Д’Эстиве кланяется. Это человек лет сорока или несколько моложе, с лощеными манерами, но что-то хищное проглядывает сквозь внешний лоск.
Разрешите узнать, в каком положении сейчас это дело? Больше девяти месяцев прошло с тех пор, как бургундцы взяли Деву в плен под Компьеном. Полных четыре месяца с тех пор, как я выкупил ее у бургундцев за весьма солидную сумму, исключительно для того, чтобы ее можно было привлечь к суду. И уже почти три месяца с того дня, когда я передал ее вам, монсеньор епископ, как лицо, подозреваемое в ереси. Не кажется ли вам, что вы очень уж долго размышляете над весьма простым делом? Кончится когда-нибудь этот суд или нет?
Инквизитор (улыбаясь). Он еще и не начинался, милорд.
Уорик. Не начинался? А что же вы, собственно говоря, делали без малого три месяца?
Кошон. Мы не теряли времени зря, милорд. Мы провели пятнадцать допросов Девы: шесть открытых и девять тайных.
Инквизитор (все с той же усталой улыбкой).

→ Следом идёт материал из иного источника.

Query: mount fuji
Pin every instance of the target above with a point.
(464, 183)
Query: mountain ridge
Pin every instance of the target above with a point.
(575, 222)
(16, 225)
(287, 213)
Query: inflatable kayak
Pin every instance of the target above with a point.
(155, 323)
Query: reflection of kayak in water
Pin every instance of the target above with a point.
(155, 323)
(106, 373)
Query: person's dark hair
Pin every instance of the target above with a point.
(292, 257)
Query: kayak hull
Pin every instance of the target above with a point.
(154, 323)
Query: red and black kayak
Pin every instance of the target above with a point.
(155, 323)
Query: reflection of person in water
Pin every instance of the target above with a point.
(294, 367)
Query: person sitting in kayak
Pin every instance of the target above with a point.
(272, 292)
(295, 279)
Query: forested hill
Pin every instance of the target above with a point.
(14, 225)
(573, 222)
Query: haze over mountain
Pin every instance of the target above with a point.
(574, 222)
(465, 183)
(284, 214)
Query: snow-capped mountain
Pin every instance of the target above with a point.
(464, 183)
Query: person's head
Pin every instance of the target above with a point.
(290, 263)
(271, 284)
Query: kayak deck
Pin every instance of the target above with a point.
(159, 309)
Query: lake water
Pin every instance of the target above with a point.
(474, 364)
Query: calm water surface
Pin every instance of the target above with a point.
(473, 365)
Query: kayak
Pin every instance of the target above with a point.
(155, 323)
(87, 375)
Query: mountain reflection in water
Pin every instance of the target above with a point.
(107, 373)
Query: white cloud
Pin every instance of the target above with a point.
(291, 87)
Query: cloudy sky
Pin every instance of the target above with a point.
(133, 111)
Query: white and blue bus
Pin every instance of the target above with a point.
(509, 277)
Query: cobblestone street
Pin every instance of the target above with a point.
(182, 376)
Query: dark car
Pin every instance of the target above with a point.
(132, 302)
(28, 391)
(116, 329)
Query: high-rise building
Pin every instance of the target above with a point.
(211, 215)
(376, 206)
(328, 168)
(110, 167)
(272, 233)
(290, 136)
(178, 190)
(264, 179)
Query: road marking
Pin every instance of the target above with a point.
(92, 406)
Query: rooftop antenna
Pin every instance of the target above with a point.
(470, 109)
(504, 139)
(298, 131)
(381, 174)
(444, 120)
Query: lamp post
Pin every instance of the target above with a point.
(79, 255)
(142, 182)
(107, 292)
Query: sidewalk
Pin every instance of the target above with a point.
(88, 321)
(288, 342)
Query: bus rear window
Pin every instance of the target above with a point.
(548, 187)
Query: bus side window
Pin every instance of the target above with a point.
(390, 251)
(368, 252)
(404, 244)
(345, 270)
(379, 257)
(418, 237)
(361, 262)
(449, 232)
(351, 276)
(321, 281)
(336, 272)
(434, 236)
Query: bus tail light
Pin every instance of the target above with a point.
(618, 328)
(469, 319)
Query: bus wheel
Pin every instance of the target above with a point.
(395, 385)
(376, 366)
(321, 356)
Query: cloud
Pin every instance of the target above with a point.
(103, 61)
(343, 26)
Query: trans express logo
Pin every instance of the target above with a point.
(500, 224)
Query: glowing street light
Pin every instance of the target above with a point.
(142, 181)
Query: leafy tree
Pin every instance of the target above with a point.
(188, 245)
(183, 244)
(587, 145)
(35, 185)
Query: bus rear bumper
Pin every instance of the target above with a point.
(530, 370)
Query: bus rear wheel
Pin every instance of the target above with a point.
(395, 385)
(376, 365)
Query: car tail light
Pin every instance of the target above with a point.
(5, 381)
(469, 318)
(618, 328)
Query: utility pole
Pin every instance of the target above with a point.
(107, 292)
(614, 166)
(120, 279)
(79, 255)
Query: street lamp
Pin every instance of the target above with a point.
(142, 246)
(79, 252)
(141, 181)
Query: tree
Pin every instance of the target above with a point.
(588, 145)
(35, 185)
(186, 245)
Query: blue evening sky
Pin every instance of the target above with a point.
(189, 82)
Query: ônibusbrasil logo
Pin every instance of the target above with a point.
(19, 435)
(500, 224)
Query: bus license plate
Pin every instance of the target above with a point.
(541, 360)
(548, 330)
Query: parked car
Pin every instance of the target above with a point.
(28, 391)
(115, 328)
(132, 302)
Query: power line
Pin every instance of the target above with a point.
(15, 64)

Видите ли, милорд, я присутствовал только на двух последних допросах. До сих пор этим делом ведал епископский суд, а не суд Святого Трибунала. И только совсем недавно я пришел к мысли, что и мне — то есть Святой Инквизиции — надлежит принять в нем участие. Вначале я вообще не предполагал тут наличия ереси. Мне казалось, что это дело чисто политическое и что Деву должно рассматривать как военнопленного. Но после того как я присутствовал при двух допросах, я вынужден признать, что это один из наиболее тяжких случаев ереси, с какими мне когда-либо приходилось сталкиваться. Так что теперь все в порядке, и мы можем сегодня же приступить к суду. (Направляется к судейскому креслу.)
Кошон. Хоть сию минуту, если это удобно вашему сиятельству.
Уорик (любезно). Весьма утешительно это слышать, господа. Ибо не скрою от вас, что наше терпение начинало уже истощаться.
Кошон. Я так и понял из слов ваших солдат. Они грозились утопить тех из нас, кто вздумает мирволить Деве.
Уорик. Ай, ай, ай! Ну, к вам, монсеньор, это, во всяком случае, не относится.
Кошон (строго). Не знаю. Ибо я сделаю все возможное для того, чтобы эту женщину судили беспристрастно. Суд Церкви это не игрушки, милорд.
Инквизитор (возвращаясь). Следствие велось с величайшим беспристрастием, милорд. Деве не нужны защитники: ее будут судить лучшие ее друзья, одушевленные единственным желанием — спасти ее душу от вечной гибели.
Д’Эстиве. Милорд, я обвинитель в этом процессе. Моя печальная обязанность — изложить перед судом все преступления этой девушки. Но я сегодня же отказался бы от обвинения и поспешил на ее защиту, если бы не знал, что другие, много превосходящие меня по учености, набожности, красноречию и умению убеждать, были уже посланы к ней, чтобы вразумить ее и объяснить, какой опасности она подвергается и с какой легкостью может ее избегнуть. (Увлекшись, впадает в топ судейской риторики, к неудовольствию Кошона и инквизитора, которые до сих пор слушали его со снисходительным одобрением.) Нашлись дерзкие, утверждавшие, что мы действуем из побуждений ненависти. Но Господь Бог нам свидетель, что это ложь! Разве мы подвергали ее пытке? Нет! Разве мы перестали хоть на минуту увещевать ее? Не призывали ее вернуться в лоно Церкви, как заблудшее, но любимое дитя? Разве мы…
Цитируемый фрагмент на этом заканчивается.